- Honour Roll
Leah Kloot was born in England and educated at universities in Scotland and England. During World War I, she met and later married a wounded Australian soldier. Coming to Melbourne in 1919 in a converted troopship with a fifteen month old son, and very pregnant with her daughter-to-be, the family settled in South Melbourne. Her husband worked as a printer for The Age.
As soon as the children were ready for school, Leah became involved with the school's Mothers' Club. Leah soon realised that, while each Mothers' Club did a worthwhile job for its own school, together they could lobby forcefully for reforms in matters concerning children. She founded and became the first President of the Victorian Federation of Mothers' Club. At the initiative of this Federation, the Safety Council and the Children's Cinema Council were formed.
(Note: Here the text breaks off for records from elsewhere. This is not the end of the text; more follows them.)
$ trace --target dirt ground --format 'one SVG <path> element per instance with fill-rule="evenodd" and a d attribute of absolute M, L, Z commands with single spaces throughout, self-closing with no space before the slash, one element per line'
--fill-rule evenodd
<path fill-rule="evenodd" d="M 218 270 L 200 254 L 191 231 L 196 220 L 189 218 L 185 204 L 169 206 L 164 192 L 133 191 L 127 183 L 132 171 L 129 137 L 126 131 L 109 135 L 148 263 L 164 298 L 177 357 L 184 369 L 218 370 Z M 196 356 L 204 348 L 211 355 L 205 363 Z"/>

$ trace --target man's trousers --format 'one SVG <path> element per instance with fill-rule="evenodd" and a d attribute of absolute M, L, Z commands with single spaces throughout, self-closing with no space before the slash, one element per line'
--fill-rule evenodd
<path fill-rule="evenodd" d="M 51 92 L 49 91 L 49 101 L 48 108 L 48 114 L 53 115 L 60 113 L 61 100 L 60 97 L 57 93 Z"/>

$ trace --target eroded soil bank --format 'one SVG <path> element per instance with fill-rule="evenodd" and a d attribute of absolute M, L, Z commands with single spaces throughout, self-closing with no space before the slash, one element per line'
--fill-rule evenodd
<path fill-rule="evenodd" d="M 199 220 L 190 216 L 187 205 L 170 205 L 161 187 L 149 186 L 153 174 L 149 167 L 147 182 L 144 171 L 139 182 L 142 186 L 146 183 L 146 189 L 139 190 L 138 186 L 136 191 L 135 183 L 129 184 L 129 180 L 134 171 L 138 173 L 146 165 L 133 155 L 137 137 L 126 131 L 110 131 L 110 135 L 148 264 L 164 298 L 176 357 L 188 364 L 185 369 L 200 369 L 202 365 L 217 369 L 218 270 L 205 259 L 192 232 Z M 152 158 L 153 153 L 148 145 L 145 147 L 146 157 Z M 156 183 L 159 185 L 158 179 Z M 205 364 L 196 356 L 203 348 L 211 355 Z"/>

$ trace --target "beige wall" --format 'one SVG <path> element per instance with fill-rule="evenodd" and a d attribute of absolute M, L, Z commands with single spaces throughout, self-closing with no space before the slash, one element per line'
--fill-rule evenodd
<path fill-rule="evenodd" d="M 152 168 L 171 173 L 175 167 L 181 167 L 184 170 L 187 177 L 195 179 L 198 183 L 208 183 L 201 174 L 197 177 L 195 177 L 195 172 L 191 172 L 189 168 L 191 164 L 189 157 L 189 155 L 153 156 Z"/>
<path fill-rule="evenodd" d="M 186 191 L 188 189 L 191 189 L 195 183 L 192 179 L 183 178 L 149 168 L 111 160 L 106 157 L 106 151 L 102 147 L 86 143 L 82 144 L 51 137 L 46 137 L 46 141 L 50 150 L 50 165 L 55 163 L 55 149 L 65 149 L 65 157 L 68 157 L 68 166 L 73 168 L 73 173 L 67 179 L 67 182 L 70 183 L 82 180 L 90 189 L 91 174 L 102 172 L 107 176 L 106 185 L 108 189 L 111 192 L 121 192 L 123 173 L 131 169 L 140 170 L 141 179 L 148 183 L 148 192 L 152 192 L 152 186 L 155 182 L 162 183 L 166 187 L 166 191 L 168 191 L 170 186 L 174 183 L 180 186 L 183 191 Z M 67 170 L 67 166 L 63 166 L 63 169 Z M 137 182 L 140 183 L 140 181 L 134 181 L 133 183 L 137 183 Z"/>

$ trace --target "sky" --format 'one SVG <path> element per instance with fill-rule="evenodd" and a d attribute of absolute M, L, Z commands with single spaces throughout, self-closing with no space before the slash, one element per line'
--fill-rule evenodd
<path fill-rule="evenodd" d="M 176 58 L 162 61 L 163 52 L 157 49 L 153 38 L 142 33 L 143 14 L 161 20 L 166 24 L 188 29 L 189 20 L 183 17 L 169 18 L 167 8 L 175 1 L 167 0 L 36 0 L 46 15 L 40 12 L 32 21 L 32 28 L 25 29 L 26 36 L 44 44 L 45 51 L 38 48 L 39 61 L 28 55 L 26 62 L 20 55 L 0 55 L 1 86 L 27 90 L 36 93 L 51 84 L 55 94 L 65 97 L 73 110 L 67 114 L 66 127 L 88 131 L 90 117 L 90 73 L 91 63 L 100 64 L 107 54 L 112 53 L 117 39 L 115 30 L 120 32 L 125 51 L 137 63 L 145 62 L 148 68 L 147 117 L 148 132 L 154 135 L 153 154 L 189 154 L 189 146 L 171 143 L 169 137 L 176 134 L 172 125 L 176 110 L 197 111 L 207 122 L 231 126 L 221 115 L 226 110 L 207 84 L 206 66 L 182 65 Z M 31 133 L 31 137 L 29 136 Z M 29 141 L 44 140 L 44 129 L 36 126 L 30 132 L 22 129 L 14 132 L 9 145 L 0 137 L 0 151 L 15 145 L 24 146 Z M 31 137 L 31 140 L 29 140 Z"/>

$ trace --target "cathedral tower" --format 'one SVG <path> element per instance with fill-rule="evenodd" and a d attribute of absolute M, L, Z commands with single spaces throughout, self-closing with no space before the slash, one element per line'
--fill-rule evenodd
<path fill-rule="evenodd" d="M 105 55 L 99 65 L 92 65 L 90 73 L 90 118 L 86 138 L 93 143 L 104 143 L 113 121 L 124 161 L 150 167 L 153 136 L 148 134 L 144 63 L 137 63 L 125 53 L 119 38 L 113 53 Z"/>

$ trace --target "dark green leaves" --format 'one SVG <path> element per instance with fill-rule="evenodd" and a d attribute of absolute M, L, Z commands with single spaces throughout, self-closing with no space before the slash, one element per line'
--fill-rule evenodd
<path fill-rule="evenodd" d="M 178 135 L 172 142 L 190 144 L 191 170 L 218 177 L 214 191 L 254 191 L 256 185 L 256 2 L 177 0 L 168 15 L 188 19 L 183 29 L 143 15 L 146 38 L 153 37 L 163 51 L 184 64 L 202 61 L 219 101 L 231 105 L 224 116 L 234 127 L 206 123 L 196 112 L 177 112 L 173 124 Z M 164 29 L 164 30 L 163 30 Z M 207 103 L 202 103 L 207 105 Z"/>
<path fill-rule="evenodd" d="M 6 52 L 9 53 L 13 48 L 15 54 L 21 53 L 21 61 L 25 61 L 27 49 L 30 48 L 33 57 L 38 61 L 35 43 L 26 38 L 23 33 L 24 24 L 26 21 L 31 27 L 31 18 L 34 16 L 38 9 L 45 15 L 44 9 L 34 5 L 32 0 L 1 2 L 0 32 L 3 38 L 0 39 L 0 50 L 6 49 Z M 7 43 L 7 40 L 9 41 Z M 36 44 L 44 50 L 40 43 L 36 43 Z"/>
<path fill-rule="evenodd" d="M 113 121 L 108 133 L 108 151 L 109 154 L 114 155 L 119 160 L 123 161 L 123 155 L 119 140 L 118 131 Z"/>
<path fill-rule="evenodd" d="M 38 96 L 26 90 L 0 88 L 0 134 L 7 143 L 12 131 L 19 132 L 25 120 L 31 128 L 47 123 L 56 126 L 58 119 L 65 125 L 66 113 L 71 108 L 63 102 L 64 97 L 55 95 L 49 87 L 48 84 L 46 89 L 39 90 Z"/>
Concerned with inner city youth, Leah developed the Richmond and Collingwood Opportunity Clubs, providing young people with a cut lunch that became known as the 'Oslo lunch' using bread from the Oslo bakery.
In 1937, she was a candidate for the State election. Her election brochure stated: I make no promises, because promises cannot always be kept, but I will do all in my power to develop: economic security, the scientific distribution of food, an adequate housing scheme, free education from kindergarten to university, a national health and insurance scheme. Some of the voters of the Albert Park electorate accused her of trying to take a man's job and did not support her.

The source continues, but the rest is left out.